The stock market is not a get rich quick scheme and just because you can see stock prices change every day, does not mean you need to act every day.

If you were to go out and buy an investment property, how long would you hold it? A few weeks? As long as 6 months? Or would you be thinking – I’ll hold this for years, from the outset?

Investment property is probably the single biggest wealth creator for the average Australian. But it isn’t because property is some kind of magical investment that only ever goes up. No, it is because when investors buy property, they do so thinking they will hold it for years, not weeks or months.

What would happen if we did the same with stocks?

To find out, I did some analysis using the S&P500 index. I went all the way back to 1928 because I wanted to see some long-term trends. Here’s what I found.

The odds of the index price being higher on any given day is 52.43%. That is just a 2.43% difference to a flip of a coin. But it does show what even a minor advantage can do when compounded enough times.

If you look at all 5-day periods, the rate of positive returns goes up to 56.17%. Going out to a 1 month hold the rate jumps to 62.78% and with a 1 year hold a positive return has occurred just over 75% of the time

Things get really interesting at 2 years when the positive return jumps to 82.45% of the time.

Here are the results for all the time periods I tested

Positive Results Timeframe S&P500 since 1928
1 Day 52.43%
1 Week 56.17%
1 Month 62.78%
3 Months 68.24%
6 Months 71.11%
1 Year 75.09%
2 Years 82.45%
3 Years 83.73%
5 Years 89.10%
10 years 94.22%
20 Years 100.00%
30 Years 100.00%

The point at which this data hits 100% and stays there is 16 years.

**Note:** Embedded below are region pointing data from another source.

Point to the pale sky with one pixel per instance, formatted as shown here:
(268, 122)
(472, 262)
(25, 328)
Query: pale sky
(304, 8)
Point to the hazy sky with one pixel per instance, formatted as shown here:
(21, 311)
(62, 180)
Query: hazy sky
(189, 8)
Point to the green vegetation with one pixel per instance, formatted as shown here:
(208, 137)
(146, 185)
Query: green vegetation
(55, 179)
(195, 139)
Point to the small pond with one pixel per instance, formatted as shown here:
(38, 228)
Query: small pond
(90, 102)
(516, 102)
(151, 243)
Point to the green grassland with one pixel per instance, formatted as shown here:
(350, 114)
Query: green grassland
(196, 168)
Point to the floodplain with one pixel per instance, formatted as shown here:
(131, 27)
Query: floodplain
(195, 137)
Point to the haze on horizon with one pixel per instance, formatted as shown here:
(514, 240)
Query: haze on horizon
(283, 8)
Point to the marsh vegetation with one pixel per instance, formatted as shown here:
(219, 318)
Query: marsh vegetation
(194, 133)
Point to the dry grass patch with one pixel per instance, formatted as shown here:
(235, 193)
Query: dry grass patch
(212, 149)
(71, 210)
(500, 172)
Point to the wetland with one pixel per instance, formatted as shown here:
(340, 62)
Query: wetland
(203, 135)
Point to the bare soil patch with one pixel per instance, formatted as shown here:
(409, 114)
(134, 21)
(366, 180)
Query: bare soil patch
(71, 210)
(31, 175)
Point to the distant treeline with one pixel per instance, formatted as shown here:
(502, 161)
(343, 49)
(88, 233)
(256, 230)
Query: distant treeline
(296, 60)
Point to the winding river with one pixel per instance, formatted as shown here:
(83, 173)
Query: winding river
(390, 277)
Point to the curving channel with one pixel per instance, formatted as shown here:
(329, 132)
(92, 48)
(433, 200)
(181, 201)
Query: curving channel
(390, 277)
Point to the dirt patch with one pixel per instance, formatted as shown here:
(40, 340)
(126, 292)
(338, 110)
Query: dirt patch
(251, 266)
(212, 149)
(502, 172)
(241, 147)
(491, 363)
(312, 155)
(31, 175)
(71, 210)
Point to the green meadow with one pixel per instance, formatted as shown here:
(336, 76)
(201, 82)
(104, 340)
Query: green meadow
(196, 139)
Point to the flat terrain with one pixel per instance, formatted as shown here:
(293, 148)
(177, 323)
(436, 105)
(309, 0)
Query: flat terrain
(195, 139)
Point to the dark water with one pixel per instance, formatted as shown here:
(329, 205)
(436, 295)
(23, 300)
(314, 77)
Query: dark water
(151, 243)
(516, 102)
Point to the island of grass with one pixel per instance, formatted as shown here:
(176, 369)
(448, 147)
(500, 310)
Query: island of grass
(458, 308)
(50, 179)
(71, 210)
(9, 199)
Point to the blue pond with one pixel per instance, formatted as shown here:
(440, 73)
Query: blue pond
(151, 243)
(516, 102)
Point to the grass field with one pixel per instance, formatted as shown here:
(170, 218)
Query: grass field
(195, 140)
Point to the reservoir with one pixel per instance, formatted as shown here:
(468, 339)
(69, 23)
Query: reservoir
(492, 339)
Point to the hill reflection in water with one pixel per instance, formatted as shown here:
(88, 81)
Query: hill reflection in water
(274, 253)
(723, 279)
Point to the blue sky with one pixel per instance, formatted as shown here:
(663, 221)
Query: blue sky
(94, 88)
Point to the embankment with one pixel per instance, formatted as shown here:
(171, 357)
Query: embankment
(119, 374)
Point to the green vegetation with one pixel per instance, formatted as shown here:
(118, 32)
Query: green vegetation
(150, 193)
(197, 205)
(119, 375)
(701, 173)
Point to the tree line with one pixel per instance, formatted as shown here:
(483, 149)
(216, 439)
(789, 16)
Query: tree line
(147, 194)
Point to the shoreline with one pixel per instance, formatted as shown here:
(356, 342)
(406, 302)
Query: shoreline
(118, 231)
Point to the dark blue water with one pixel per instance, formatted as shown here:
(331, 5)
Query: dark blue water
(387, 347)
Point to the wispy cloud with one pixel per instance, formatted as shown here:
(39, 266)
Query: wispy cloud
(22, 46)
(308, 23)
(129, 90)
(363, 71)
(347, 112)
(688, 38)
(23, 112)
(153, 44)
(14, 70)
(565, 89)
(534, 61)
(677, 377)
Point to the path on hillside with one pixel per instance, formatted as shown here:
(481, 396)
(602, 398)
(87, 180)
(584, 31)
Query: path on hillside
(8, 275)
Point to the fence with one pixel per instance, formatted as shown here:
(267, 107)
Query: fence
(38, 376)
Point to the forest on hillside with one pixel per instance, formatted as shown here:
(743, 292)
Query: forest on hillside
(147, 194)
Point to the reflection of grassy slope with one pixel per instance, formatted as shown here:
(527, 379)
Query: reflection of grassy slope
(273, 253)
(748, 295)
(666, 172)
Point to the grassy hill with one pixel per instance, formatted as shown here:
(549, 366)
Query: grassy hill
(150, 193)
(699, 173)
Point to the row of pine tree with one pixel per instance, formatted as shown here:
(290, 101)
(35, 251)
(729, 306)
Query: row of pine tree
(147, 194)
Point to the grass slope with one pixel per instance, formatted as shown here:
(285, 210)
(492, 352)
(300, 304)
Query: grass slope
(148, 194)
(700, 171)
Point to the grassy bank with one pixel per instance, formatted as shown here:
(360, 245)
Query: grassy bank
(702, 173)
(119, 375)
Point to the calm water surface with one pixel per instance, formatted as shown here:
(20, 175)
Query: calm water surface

Interesting Matthew, but what do I do with this information?

 Change your time horizons for expected profits.

If you buy some stocks and have not made any money after three months, then there is nothing wrong. In fact, this will happen one time out of every three. One in three is a large proportion of the time. If you don’t like losing money one in three times you try, then all you need to do is change your time horizon.

Doing the same thing but looking after two years instead of three months changes your chance of success dramatically.  Judging returns after two years should mean you see gains eight times out of 10.

If I said to you which of these two investments do you prefer?

  1. The chance of loss is one in three
  2. The chance of loss is two in then

It is pretty easy to decide. The best bit is it isn’t a complex strategy. All you have to do is think longer term. You would do it with real estate. Why can’t you do it with stocks?

We are often our own worse enemies when it comes to stocks. We monitor them too closely and expect profits all the time. We have no patience to let the stocks make us money. We demand they make us money NOW!

Of all the investors I have spoken to in my time doing this, overwhelmingly the ones who do the best, hold their positions the longest. The above numbers prove why that works. The best investors accept there will be sideways periods and there will be down periods. Both are normal in the short term and to be expected.

The next time you find yourself thinking “This doesn’t work, I’m not making any money” ask yourself “How long have I given this? Am I expecting too much?” if it has been less than two years, (ok – less than 12 months for all you impatient people out there) then the chances are there is nothing wrong with what you are doing. Only your expectations are wrong. And if your expectations are wrong then you will never generate the returns you want.